Что в имени мне есть моем?
Что имя? Просто звук?
Кимвал бряцающий иль некий символ смутный?
Мне имя — Палисандр. С ним свыкся я давно.
И всюду я ношу его с собою.
Браню подчас, но более хвалю:
Любезно мне сие буквотворенье.
Я — Палисандр, и с именем таким
Я чувствую себя благоприятно.
Мы двуедины и созвучны с ним.
Но дерево ли я? Навряд ли.
Так персонаж, по глупости своих
Родителей, что Львом зачем-то назван,
Отнюдь не лев. И Петр — не камень ведь.
И масса суть таких несоответствий.
И все-таки в те дни, когда один
В безветрии стоишь ты в поле хлебном
И, руки уронив, глядишь окрест,
Случаются событья, что колеблют
Твою уверенность.

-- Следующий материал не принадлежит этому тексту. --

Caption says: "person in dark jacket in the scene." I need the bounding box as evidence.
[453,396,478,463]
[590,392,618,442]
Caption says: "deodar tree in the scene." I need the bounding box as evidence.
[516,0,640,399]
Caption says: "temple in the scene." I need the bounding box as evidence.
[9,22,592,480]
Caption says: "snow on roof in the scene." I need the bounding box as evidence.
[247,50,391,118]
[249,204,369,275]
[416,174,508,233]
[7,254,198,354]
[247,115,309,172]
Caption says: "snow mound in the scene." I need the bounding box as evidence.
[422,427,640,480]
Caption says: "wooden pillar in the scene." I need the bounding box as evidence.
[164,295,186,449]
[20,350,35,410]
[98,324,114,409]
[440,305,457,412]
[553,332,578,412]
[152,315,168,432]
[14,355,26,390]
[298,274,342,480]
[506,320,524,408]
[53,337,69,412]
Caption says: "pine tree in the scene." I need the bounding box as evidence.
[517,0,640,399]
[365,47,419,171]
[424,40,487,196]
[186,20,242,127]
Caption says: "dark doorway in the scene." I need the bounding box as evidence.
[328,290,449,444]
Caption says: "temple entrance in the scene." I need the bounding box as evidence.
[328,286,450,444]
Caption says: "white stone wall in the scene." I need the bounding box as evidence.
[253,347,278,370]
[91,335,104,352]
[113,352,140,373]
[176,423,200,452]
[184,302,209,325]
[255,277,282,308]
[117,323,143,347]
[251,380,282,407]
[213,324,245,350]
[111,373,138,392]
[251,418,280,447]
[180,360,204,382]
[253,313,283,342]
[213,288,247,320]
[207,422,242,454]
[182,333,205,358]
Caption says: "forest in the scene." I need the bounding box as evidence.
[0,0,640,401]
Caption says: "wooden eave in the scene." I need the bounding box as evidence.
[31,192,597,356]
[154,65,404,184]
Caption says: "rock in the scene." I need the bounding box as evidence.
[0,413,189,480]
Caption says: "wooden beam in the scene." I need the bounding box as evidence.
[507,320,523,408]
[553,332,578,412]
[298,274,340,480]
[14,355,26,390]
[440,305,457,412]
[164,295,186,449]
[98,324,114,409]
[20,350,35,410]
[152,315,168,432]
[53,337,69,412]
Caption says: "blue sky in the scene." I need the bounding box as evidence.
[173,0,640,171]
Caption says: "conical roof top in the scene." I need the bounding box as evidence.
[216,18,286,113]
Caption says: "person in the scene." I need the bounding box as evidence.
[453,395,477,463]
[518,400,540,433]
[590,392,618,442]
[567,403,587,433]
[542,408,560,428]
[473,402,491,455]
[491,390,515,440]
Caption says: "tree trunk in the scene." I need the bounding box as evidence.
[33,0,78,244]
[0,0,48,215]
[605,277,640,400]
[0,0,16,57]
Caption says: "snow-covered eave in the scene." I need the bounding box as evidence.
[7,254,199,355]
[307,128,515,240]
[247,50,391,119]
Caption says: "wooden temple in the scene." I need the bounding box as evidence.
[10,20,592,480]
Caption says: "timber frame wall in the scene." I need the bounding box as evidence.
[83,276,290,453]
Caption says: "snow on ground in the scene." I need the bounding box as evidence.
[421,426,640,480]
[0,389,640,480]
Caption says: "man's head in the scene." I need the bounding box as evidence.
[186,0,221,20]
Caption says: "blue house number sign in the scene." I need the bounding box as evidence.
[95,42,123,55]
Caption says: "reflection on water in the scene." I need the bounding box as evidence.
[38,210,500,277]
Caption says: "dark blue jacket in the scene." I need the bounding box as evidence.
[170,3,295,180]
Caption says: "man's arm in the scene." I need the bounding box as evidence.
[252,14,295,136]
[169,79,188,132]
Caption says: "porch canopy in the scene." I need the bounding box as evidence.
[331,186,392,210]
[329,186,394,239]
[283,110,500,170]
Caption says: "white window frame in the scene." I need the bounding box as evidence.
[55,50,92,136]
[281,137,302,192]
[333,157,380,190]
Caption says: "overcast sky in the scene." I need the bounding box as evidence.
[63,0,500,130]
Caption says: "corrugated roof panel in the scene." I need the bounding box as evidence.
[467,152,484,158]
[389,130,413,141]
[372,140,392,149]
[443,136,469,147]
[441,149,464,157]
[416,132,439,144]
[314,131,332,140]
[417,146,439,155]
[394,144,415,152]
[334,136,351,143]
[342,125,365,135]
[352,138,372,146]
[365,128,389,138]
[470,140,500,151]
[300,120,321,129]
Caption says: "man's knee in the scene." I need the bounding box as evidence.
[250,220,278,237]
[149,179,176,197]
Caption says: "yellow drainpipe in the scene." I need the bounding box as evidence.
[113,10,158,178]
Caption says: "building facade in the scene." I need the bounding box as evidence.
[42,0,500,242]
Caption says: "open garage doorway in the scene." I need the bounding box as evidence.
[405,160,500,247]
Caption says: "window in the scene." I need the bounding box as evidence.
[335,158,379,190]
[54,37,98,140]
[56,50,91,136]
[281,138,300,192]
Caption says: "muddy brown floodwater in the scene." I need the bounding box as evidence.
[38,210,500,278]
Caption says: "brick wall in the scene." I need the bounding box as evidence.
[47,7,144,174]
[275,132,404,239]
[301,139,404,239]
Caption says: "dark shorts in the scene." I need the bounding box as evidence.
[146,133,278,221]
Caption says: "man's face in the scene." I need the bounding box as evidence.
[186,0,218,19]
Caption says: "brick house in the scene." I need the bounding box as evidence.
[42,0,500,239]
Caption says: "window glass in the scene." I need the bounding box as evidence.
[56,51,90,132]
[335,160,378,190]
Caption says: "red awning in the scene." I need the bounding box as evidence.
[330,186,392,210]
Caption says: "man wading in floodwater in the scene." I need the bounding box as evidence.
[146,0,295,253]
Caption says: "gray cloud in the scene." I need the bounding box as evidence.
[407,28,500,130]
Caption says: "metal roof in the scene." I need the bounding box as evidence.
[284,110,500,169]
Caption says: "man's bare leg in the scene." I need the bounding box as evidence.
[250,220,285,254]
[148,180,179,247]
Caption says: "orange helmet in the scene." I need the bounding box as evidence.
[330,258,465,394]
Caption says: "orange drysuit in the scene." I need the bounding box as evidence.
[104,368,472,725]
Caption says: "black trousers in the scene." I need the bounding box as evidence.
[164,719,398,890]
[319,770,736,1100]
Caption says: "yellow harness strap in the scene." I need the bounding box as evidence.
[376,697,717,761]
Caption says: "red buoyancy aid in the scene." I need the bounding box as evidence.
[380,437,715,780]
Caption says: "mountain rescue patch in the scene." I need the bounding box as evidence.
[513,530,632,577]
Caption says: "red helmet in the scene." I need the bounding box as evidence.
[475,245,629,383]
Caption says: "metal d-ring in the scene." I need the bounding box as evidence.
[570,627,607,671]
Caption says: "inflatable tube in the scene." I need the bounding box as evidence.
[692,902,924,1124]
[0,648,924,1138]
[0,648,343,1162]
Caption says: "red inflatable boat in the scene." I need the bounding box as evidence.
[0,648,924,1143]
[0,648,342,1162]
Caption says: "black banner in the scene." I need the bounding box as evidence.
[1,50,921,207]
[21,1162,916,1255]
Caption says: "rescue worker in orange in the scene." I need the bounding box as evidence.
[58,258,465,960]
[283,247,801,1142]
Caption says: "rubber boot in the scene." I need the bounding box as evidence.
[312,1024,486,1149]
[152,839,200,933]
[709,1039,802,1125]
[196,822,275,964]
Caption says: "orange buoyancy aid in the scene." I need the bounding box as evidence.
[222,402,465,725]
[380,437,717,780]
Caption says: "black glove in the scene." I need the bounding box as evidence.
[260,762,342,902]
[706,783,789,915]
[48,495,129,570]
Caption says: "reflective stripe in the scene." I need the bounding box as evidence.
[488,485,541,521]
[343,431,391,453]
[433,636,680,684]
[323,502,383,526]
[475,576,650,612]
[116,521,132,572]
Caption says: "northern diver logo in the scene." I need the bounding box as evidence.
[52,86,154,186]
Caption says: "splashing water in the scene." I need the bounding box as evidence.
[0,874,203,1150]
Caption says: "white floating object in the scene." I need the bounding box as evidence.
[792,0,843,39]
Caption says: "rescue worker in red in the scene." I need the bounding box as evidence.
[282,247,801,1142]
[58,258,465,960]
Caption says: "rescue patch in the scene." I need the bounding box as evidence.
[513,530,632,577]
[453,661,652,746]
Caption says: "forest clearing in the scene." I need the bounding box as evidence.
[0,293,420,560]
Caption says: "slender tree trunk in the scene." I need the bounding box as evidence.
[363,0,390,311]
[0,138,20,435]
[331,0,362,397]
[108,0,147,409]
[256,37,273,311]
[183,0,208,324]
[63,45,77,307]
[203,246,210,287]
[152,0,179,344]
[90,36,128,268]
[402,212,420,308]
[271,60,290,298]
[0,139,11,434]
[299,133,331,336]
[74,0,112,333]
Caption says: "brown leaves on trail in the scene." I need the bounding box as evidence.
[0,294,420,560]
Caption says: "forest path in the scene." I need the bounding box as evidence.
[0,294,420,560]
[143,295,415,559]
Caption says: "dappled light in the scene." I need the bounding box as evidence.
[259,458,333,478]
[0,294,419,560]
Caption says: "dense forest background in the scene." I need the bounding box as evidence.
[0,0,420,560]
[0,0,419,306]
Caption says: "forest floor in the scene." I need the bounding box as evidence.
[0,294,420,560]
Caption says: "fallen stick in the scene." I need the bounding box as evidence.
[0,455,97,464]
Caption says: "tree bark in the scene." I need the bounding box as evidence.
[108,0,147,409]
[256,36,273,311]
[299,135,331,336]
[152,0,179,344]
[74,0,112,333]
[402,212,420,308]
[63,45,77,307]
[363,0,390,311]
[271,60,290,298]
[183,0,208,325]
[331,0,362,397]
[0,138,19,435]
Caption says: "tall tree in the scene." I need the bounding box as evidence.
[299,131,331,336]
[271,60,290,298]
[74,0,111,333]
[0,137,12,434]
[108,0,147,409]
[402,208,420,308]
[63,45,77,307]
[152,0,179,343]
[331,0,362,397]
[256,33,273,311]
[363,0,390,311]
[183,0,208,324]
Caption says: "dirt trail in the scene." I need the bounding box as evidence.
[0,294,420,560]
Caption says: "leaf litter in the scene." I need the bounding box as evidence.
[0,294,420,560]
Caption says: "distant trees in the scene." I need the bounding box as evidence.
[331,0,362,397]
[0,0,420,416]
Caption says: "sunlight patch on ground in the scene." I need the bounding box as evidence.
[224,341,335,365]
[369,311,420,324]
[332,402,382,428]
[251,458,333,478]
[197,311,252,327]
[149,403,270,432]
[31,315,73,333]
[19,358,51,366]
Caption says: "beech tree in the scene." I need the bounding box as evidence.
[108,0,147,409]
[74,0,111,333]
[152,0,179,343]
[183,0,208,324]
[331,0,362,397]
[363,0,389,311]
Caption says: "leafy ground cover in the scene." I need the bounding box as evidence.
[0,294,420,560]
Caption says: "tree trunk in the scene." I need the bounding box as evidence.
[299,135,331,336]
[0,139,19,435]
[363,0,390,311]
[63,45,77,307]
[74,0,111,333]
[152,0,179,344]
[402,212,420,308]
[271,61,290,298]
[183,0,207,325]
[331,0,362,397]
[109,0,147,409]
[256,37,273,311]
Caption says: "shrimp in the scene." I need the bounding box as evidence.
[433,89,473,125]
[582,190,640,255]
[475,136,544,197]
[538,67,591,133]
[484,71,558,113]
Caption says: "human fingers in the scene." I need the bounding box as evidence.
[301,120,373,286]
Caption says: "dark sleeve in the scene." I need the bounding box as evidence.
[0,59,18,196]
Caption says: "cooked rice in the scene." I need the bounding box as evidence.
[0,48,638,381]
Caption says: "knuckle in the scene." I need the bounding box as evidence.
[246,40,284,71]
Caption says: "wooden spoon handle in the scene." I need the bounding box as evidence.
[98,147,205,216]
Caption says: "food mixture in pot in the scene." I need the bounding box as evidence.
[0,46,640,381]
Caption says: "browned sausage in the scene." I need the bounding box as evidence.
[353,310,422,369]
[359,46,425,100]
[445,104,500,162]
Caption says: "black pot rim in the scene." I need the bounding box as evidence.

То бурундук
Тобою скачет вдруг до ночи.
То ворон вьется вкруг
Очи ли выклевать,
Гнездо ли свить все хочет.
И мыслишь озадаченно: «Кто знает,
И может, ты — и дерево: бывает».
ПОРТРЕТ ХУДОЖНИКА В АМЕРИКЕ: В ОЖИДАНИИ НОБЕЛЯ
Лекция, прочитанная в Калифорнийском университете (Санта-Барбара)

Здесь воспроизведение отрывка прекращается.